Kaprije - un angolo di paradiso nascosto

Kaprije - un angolo di paradiso nascosto

Kaprije è quell’isola che si trova nel mezzo dell’arcipelago sebenicense. È una delle tappe obbligate di ogni diportista che passi da queste parti e, per la sua posizione intermedia, sempre più frequente destinazione per chi naviga tra Spalato e le Kornati. Deve il proprio nome al cappero, pianta mediterranea le cui gemme commestibili fanno bella mostra di sé in tanti piatti della tradizione.

 

Kaprije, schiva gemma adriatica, fa felice soprattutto il diportista in cerca di quella pace e di quel silenzio, altrove sempre più introvabili, e che qui, invece, sono alla portata di chiunque. Su quest’isolotto, infatti, i veicoli a motore sono banditi, e soltanto durante i mesi estivi a Kaprije, l’unico centro abitato dell’isola, si sente nell’aria una sorta di mormorio che ricorda lontanamente la calca delle località estive più note.

 

Questa perla dell’arcipelago sebenicense è totalmente attraversata da una rete di sentieri che servivano agli isolani per raggiungere le terre da coltivare: non dimentichiamo, infatti, che Kaprije è prevalentemente terra di contadini, con qualche concessione alla pesca che, nelle giornate di tempo favorevole, garantisce pesce freschissimo. La presenza dell’uomo su quest’isola dalle coste riccamente frastagliate risale al XV secolo, anche se il maggior afflusso si registra nel secolo successivo. Erano quelli gli anni in cui gli abitanti della vicina Sebenico si salvarono dall’invasione turca trovando riparo proprio sull’isola. 

Ivo Pervan

Da allora, le cose non sono cambiate: a parte Kaprije, che è l’unico centro abitato, nel resto dell’isola ci sono poche case abitate soltanto d’estate.

Un paradiso della nautica dove vi sentirete come a casa vostra

Il luogo più riparato dell’isola è il porticciolo di Kaprije sul suo versante sud-occidentale.

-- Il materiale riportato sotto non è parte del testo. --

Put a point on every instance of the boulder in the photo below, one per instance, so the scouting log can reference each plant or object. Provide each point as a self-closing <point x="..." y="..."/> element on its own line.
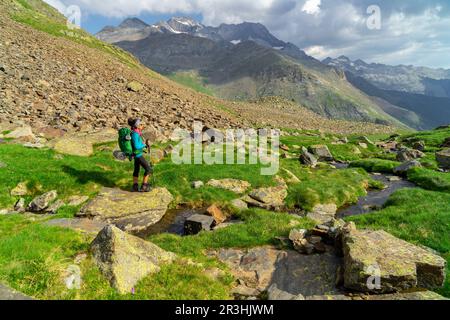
<point x="233" y="185"/>
<point x="134" y="86"/>
<point x="20" y="206"/>
<point x="54" y="207"/>
<point x="75" y="146"/>
<point x="239" y="204"/>
<point x="132" y="212"/>
<point x="8" y="294"/>
<point x="75" y="201"/>
<point x="217" y="214"/>
<point x="39" y="204"/>
<point x="399" y="265"/>
<point x="20" y="190"/>
<point x="83" y="225"/>
<point x="409" y="155"/>
<point x="419" y="145"/>
<point x="197" y="184"/>
<point x="198" y="223"/>
<point x="443" y="159"/>
<point x="275" y="294"/>
<point x="406" y="166"/>
<point x="156" y="155"/>
<point x="24" y="133"/>
<point x="124" y="259"/>
<point x="323" y="213"/>
<point x="446" y="143"/>
<point x="268" y="198"/>
<point x="422" y="295"/>
<point x="321" y="152"/>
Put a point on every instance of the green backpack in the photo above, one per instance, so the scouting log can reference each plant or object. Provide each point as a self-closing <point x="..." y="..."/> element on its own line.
<point x="125" y="142"/>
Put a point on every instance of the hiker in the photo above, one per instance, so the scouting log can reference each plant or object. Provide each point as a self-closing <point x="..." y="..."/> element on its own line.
<point x="139" y="147"/>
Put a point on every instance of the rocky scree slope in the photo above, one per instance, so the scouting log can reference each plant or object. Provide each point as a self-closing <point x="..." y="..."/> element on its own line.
<point x="71" y="81"/>
<point x="244" y="62"/>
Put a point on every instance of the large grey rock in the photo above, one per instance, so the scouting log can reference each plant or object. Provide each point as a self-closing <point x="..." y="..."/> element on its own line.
<point x="125" y="259"/>
<point x="20" y="190"/>
<point x="7" y="293"/>
<point x="132" y="212"/>
<point x="24" y="133"/>
<point x="268" y="198"/>
<point x="275" y="294"/>
<point x="321" y="152"/>
<point x="409" y="155"/>
<point x="323" y="213"/>
<point x="406" y="166"/>
<point x="239" y="204"/>
<point x="39" y="204"/>
<point x="398" y="264"/>
<point x="198" y="223"/>
<point x="233" y="185"/>
<point x="308" y="158"/>
<point x="443" y="158"/>
<point x="291" y="272"/>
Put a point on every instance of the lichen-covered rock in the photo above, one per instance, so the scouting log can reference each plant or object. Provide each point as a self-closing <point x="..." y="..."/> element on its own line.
<point x="125" y="259"/>
<point x="409" y="155"/>
<point x="233" y="185"/>
<point x="321" y="152"/>
<point x="217" y="214"/>
<point x="443" y="158"/>
<point x="128" y="211"/>
<point x="323" y="213"/>
<point x="308" y="158"/>
<point x="42" y="202"/>
<point x="198" y="223"/>
<point x="398" y="264"/>
<point x="239" y="204"/>
<point x="268" y="198"/>
<point x="20" y="190"/>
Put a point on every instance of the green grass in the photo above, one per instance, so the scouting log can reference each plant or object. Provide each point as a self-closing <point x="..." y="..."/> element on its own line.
<point x="430" y="180"/>
<point x="260" y="228"/>
<point x="375" y="165"/>
<point x="192" y="80"/>
<point x="42" y="17"/>
<point x="418" y="216"/>
<point x="69" y="175"/>
<point x="324" y="186"/>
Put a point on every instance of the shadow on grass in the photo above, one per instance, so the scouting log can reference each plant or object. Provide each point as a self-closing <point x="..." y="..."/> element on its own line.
<point x="85" y="176"/>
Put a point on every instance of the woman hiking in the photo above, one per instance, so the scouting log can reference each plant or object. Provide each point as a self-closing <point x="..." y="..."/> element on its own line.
<point x="139" y="147"/>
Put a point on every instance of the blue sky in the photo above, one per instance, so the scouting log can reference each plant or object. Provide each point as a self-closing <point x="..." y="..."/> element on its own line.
<point x="415" y="32"/>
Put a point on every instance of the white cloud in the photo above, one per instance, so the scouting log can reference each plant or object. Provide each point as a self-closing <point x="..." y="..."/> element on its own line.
<point x="312" y="7"/>
<point x="322" y="27"/>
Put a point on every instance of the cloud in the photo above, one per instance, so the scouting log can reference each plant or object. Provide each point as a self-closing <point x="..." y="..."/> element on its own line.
<point x="412" y="31"/>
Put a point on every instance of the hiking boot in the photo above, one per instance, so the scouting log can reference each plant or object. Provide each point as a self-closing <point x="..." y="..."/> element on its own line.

Questa profonda insenatura, chiamata Luka sv. Petra offre riparo da tutti i venti, eccezion fatta per il maestrale, la tramontana e per le burrasche estive. I diportisti possono trovare un ormeggio sicuro anche lungo il molo principale che conta una ventina di posti barca, tanti quante sono le boe sistemate verso la riva di questa cala raramente frequentata.

 

Kaprije accoglie i diportisti con tutta una serie di servizi: dall’ambulatorio medico all’ufficio postale, passando per un bancomat, alcune botteghe modestamente rifornite ed un paio di trattorie (o konobe) contraddistinte dalla stessa ospitalità che caratterizza l’intera regione di Šibenik. Tra le specialità culinarie dell’isola, spiccano alcuni coloratissimi risotti e il pesce pregiato pescato da queste parti.

 

Lo scorcio più pittoresco del paesino è quel colle sul quale si trovano alcune belle case ristrutturate che, d’estate, si riempiono di vita. Tra i beni storici di Kaprije, ricordiamo la principale chiesa isolana, consacrata a quel san Pietro che è anche il patrono del paese. Chi ama il moto all’aria aperta, troverà interessante la salita di 45’ che porta in cima al punto più alto dell’isola e che la gente chiama Gigina glavica. Chi raggiungerà i 129 metri di questo colle, sarà premiato dalle incantevoli immagini che abbracciano l’isolotto sottostante, il variopinto arcipelago sebenicense e le imponenti pareti della Dinara (Alpi Dinariche). Nelle torride giornate estive, quando il sole allenta la sua morsa, è piacevole raggiungere a piedi la costa orientale dell’isola e le sue belle insenature.

 

I diportisti amanti della solitudine, della quiete e del silenzio tipici della natura isolana dovranno soltanto scegliere in quale degli angoli sperduti di Kaprije calare l’àncora. Suggeriamo, sul versante nord-occidentale dell’isola, cala Remetić, di fronte alla quale c’è cala Medoš, mentre lungo la costa meridionale troviamo due belle cale chiamate Mala e Velika Nozdra. In ciascuna di queste insenature disabitate ci sono boe alle quali ormeggiare la propria barca e, nelle due calette più suggestive (Medoš e Mala Nozdra) anche alcuni ristorantini raggiungibili soltanto via mare che i diportisti apprezzano e frequentano molto volentieri.

 

Dato che tutte queste insenature non offrono riparo dai venti meridionali, quando soffia lo scirocco è bene spostarsi a cala Vanjska dove ci sono strutture per l’ancoraggio.

Ivo Pervan

Kaprije, insomma, offre un angolo di paradiso per tutte le condizioni atmosferiche e tutti gli stati d’animo del vostro equipaggio.